I am trying to get something like this to work. This is the Uber App. Where a user can swipe another view up, in front of a background view. 

The background view is fairly simple, it has been done already. The view which will be swiped on top will be a UITableView. I want the user to be able to see just a little top part first when the app launches, then upon swiping a little it should stop in the middle and then after fully swiping up should take it all the way to the top, replacing the Background view.
Frameworks I have looked at are pullable view for iOS. But it is way too old and doesn't get any nice animations across. I have also looked at SWRevealViewController but I can't figure out how to swipe up from below.
I have also tried to use a button so when a user clicks on it, the table view controller appears modally, covering vertical, but that is not what I want. It needs to recognize a gesture.
Any help is greatly appreciated. Thanks.
EDIT: I'm going to un-accept my answer and keep it open if anyone in the future has a much better way of implementing it. Even though my answer works, it can be improved. Plus, it isn't as flush as what's going on in the Uber app, which was my original question.

Solutions/Answers:

Solution 1:

I’m aware that the question is almost 2 and a half years old, but just in case someone finds this through a search engine:

I’d say that your best bet is to use UIViewPropertyAnimator. There’s a great article about it here: http://www.swiftkickmobile.com/building-better-app-animations-swift-uiviewpropertyanimator/

EDIT:

I managed to get a simple prototype working with UIViewPropertyAnimator, here’s a GIF of it:

Here’s the project on Github: https://github.com/Luigi123/UIViewPropertyAnimatorExample

Basically I have two UIViewControllers, the main one called ViewController and the secondary one called BottomSheetViewController. The secondary view has an UIPanGestureRecognizer to make it draggable, and inside the recognizer’s callback function I do 3 things (after actually moving it):

① calculate how much percent of the screen have been dragged,
② trigger the animations in the secondary view itself,
③ notify the main view about the drag action so it can trigger it’s animations. In this case I use a Notification, passing the percentage inside notification.userInfo.

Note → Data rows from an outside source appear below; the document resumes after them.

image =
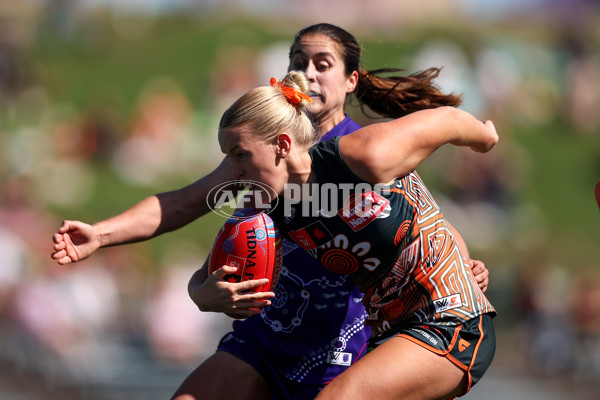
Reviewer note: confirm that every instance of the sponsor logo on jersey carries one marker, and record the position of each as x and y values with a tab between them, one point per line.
339	358
447	303
312	236
362	208
427	336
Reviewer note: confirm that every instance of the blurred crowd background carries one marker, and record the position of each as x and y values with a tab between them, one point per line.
103	103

I’m not sure how to convey ①, so as an example if the screen is 500 pixels tall and the user dragged the secondary view up to the 100th pixel, I calculate that the user dragged it 20% of the way up. This percentage is exactly what I need to pass into the fractionComplete property inside the UIViewPropertyAnimator instances.

⚠️ One thing to note is that I couldn’t make it work with an actual navigation bar, so I used a “normal” view with a label in it’s place.

I tried making the code smaller by removing some utility functions like checking if the user interaction is finished, but that means that the user can stop dragging in the middle of the screen and the app wouldn’t react at all, so I really suggest you see the entire code in the github repo. But the good news is that the entire code that executes the animations fits in about 100 lines of code.

With that in mind, here’s the code for the main screen, ViewController:

import UIKit
import MapKit
import NotificationCenter

class ViewController: UIViewController {
    @IBOutlet weak var someView: UIView!
    @IBOutlet weak var blackView: UIView!

    var animator: UIViewPropertyAnimator?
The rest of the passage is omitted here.